ADOPSI TEKNOLOGI BUDIDAYA UDANG SECARA INTENSIF DI KOLAM TAMBAK
ABSTRACT: Tulisan ini
merupakan hasil penelitian terkait gambaran penerimaan teknologi yang
diterapkan pada demfarm oleh pengguna dilihat dari tingkat adopsi teknologi
yang diintroduksi oleh kelompok penerima program demfarm. Penelitian dilakukan
menggunakan pendekatan analisis kebijakan. Teknologi yang dievaluasi adalah
teknologi yang diperkenalkan pada demfarm budidaya udang di kolam tambak secara
intensif. Verifikasi lapang ke lokasi percontohan di wilayah Kabupaten
Karawang, Jawa Barat dilakukan pada bulan Mei 2014. Analisis dan interpretasi
data dilakukan secara deskriptif.

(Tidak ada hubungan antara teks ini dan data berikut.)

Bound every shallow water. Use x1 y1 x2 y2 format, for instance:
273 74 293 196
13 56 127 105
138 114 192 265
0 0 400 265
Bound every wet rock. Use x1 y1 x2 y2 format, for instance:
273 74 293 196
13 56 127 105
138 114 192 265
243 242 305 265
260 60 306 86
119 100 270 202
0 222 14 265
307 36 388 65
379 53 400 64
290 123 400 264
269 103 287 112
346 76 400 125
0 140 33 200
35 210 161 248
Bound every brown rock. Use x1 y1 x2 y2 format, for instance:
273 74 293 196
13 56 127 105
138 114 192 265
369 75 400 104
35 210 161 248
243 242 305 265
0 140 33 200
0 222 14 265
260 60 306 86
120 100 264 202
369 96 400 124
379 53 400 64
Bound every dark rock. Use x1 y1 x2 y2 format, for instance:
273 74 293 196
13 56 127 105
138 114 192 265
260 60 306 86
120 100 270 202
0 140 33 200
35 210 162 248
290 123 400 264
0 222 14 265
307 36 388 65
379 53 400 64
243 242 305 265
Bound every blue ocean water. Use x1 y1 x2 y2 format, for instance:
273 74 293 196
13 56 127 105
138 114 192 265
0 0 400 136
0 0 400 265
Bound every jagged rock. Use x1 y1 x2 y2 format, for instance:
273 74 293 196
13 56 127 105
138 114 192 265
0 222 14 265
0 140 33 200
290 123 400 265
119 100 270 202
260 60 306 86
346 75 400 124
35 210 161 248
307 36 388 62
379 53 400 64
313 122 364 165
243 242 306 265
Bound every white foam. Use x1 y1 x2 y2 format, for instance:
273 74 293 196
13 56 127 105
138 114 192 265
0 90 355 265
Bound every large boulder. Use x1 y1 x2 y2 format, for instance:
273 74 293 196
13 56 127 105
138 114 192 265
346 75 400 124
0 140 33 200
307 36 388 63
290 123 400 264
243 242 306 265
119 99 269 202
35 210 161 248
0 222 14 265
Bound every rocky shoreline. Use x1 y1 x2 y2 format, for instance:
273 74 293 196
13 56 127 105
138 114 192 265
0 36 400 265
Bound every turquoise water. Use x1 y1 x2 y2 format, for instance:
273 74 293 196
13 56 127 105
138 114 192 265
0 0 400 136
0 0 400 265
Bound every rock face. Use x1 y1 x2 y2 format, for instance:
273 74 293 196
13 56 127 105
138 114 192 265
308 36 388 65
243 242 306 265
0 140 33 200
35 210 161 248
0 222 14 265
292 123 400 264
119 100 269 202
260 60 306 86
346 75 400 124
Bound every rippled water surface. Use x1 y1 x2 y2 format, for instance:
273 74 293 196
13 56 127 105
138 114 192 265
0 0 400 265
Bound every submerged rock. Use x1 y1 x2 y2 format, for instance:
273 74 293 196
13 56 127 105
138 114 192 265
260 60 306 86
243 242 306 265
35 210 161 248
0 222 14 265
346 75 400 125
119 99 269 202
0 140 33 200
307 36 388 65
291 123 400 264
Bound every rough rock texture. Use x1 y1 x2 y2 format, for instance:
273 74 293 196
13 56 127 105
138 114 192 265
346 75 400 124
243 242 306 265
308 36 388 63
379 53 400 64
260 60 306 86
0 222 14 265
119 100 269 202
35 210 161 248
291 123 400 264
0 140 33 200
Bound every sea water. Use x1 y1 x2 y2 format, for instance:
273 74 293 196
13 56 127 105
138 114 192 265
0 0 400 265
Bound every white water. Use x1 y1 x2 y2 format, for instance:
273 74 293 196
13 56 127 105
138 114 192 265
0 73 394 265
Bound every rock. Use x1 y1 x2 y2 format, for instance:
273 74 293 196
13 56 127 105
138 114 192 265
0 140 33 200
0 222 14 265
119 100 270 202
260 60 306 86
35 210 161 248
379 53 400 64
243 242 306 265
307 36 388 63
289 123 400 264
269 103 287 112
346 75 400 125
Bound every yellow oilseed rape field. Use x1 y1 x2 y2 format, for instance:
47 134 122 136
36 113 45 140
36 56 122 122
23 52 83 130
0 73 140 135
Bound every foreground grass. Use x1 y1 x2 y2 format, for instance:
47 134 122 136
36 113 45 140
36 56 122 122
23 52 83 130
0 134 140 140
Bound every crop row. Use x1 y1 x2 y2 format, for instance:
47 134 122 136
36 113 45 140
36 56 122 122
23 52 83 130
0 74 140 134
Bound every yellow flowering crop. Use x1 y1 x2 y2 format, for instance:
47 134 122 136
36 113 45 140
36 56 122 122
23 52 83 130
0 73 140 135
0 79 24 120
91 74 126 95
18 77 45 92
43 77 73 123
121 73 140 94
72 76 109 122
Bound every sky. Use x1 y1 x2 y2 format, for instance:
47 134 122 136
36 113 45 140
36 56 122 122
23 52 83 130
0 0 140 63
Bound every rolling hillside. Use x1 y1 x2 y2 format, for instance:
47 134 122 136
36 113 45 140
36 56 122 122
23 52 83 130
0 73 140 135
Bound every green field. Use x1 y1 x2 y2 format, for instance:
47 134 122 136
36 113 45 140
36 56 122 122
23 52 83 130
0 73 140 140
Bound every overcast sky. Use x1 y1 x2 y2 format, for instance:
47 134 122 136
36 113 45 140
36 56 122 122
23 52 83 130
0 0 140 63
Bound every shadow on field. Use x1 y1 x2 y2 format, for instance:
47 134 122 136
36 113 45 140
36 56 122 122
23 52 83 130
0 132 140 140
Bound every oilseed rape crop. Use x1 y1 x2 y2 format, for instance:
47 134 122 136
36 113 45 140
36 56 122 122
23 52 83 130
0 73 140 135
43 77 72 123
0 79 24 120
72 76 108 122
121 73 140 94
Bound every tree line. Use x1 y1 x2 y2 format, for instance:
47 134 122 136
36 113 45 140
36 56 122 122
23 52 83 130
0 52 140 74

Hasil penelitian menunjukkan bahwa petambak
penerima program dapat mengadopsi sebesar 92% dari keseluruhan teknologi yang
dianjurkan pada usaha budidaya udang secara intensif. Teknologi yang diterapkan
pada demfarm ini belum diadopsi oleh petambak di sekitarnya, sehingga belum
terjadi difusi teknologi budidaya udang vaname yang dilaksanakan melalui
demfarm. Alasan utama yang dikemukakan oleh para petambak disekitar area
demfarm adalah keterbatasan modal dan pembiayaan usaha untuk pelaksanaan
operasional budidaya udang vaname di kolam tambak yang mereka miliki, mengingat
berdasarkan hasil penghitungan untuk biaya pembukaan tambak udang yang ada di
sekitar lokasi demfarm cukup mahal yaitu mencapai Rp.750 juta per hektar.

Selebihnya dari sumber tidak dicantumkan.